Construction of alternative water supply projects is expensive. The Polk Regional Water Cooperative (PRWC) was formed by communities in Polk County with the recognition that individual communities need to work together to fund and construct future projects. The PRWC has approved of 3 projects for further investigation: Southeast Polk Lower Floridan Wellfield; West Polk Lower Floridan Wellfield; and the Peace Creek Integrated Water Supply Plan. An agreement was signed in February 2017 to spend $23 million on data collection and preliminary design to determine which projects are the most feasible.
The two Lower Floridan Aquifer Projects are somewhat self-explanatory. They would pump water from a deeper, less pure aquifer and provide more extensive treatment before pumping the water up to 30 miles.
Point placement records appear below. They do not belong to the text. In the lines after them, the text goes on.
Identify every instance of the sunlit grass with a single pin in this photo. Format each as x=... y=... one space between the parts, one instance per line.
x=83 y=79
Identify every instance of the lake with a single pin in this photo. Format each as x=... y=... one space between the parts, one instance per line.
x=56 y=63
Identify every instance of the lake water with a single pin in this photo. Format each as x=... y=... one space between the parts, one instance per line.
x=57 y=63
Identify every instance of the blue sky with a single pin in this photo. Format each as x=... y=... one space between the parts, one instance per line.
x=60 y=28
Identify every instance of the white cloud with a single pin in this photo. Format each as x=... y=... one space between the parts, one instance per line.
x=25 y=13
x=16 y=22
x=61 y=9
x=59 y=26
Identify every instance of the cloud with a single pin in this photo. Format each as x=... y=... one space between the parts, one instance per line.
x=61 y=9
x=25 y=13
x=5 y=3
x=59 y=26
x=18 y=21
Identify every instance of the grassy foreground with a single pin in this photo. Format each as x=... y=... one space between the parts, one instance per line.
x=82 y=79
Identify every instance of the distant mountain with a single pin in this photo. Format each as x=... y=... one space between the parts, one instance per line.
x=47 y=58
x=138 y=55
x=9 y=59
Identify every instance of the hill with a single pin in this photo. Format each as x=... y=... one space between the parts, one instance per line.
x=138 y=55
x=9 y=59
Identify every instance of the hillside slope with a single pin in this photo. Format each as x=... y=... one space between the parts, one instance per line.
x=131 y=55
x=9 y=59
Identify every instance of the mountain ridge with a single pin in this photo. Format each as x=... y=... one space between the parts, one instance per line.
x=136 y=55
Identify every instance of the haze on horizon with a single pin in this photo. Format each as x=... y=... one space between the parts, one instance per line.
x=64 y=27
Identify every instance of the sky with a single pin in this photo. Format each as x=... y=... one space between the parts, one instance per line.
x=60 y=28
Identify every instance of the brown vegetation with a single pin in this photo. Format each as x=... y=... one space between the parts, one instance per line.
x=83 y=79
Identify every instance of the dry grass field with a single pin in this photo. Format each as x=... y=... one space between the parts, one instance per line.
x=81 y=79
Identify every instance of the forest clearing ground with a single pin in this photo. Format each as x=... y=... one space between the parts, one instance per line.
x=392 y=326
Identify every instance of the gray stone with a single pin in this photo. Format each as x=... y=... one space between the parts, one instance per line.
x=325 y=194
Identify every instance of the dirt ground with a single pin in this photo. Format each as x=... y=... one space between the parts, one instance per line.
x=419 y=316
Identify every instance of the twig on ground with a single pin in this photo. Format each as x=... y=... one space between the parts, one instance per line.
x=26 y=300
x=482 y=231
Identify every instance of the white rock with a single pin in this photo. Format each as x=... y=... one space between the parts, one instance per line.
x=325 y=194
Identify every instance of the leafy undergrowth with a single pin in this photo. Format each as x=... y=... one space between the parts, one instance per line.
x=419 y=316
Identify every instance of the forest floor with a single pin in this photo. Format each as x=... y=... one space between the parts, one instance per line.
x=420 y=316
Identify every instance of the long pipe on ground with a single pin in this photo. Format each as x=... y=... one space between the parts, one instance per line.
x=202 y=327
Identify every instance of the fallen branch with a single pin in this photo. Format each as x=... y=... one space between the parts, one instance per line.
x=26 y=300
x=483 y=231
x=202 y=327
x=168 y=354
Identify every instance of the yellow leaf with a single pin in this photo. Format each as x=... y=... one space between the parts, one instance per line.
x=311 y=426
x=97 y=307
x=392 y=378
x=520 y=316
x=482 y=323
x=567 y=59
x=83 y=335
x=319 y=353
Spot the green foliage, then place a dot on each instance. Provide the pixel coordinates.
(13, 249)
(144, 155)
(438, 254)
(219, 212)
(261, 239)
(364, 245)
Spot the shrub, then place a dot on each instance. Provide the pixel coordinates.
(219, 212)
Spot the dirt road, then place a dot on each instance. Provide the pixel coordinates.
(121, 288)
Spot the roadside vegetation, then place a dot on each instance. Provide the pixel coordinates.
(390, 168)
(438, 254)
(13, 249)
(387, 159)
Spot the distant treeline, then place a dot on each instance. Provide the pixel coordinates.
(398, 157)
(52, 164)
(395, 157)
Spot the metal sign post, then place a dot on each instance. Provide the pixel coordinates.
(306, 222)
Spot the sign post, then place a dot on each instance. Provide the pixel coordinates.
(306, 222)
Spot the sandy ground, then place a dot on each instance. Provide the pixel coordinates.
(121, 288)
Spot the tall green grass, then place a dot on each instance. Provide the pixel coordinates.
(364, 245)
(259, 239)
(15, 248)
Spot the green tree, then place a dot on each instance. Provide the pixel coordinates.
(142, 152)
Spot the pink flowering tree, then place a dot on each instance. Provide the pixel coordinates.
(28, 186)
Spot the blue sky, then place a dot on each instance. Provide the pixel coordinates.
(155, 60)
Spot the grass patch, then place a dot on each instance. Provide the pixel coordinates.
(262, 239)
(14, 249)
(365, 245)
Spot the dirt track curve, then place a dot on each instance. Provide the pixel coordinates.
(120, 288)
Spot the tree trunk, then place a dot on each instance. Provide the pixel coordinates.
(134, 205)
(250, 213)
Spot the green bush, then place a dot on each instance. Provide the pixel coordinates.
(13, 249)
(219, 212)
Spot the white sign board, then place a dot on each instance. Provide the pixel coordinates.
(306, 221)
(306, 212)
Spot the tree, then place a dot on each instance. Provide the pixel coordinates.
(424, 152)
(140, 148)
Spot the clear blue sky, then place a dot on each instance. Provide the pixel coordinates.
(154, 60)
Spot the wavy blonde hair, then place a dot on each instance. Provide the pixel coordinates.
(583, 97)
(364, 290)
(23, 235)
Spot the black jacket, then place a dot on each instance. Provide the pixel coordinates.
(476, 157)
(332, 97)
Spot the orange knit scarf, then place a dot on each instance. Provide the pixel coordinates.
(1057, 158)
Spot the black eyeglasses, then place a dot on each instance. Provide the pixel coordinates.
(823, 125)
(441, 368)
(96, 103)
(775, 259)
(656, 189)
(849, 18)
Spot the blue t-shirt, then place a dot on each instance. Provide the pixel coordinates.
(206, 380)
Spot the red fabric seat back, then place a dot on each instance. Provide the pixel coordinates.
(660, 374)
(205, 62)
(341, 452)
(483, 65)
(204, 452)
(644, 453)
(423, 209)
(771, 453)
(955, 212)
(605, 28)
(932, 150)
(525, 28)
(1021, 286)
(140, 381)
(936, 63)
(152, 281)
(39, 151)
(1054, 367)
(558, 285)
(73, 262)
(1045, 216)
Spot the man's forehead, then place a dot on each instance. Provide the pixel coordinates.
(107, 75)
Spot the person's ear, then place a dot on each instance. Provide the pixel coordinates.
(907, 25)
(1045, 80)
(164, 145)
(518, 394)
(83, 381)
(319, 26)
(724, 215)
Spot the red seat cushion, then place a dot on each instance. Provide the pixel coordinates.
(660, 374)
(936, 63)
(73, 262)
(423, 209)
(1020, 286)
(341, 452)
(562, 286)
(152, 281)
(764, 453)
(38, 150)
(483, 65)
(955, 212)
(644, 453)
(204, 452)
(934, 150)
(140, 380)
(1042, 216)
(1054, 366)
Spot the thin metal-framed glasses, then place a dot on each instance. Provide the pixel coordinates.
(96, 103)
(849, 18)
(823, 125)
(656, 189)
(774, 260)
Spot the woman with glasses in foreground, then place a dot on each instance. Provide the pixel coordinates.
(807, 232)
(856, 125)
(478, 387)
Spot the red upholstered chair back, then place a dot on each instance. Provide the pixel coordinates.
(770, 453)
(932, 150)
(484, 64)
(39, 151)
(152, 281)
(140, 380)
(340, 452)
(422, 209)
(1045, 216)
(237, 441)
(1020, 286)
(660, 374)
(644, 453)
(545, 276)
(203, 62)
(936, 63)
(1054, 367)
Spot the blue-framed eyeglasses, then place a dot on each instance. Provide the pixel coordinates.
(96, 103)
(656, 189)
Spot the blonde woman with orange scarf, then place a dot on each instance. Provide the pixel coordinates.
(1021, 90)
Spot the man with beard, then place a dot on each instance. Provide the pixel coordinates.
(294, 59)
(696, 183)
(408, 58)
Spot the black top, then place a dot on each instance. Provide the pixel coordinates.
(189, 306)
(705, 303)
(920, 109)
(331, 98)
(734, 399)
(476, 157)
The Peace Creek Integrated Water Supply Plan would look at local water management practices, including aquifer recharge, flooding, and water quality to determine if water can be managed more efficiently to restore lake levels and river flows as well as produce a future water supply. In this manner, communities will not only develop future water supplies but reduce costs for existing and future problems related to flooding and water quality. One of the key features of this project is called 'natural infrastructure', which uses nature to help do the work for people. As an example, instead of creating man-made reservoirs, wetlands could be restored as storage sites. This is a relatively new concept, but one that has been adopted by the City of Winter Haven through the Sustainable Water Resource Management Plan.
No doubt that the cost of providing water, treating wastewater, managing storm water, and handling garbage will go up in the future. The higher cost of doing business will have to be passed along to the customers, but the community has considerable control over how fast this happens. No doubt that alternative water supplies will be more expensive, but the better we are at conserving water, the longer we postpone more costly projects. The better we are about using electronic billing and payments, the more time and money it saves staff. The better we are about recycling, the lower the cost of garbage disposal. Winter Haven is working towards being a sustainable community, and in the long term, this will save residents money.
Winter Haven obtains water from the Floridan Aquifer, which is a very pure source of water. It takes little treatment and maintenance to pump the water from the ground and send it to homes and businesses. Once the water goes down a toilet or drain, it begins its journey to the wastewater treatment plan. On its way to the treatment plant, the water might have to travel up to 6 miles and go through 3-4 lift stations to reach one of two wastewater treatment plants. Once it reaches the plant, it goes through a somewhat complex process to take raw sewage water and turn it into almost drinkable reuse water. The cost of maintaining this system is much more than the cost of maintaining the drinking water system.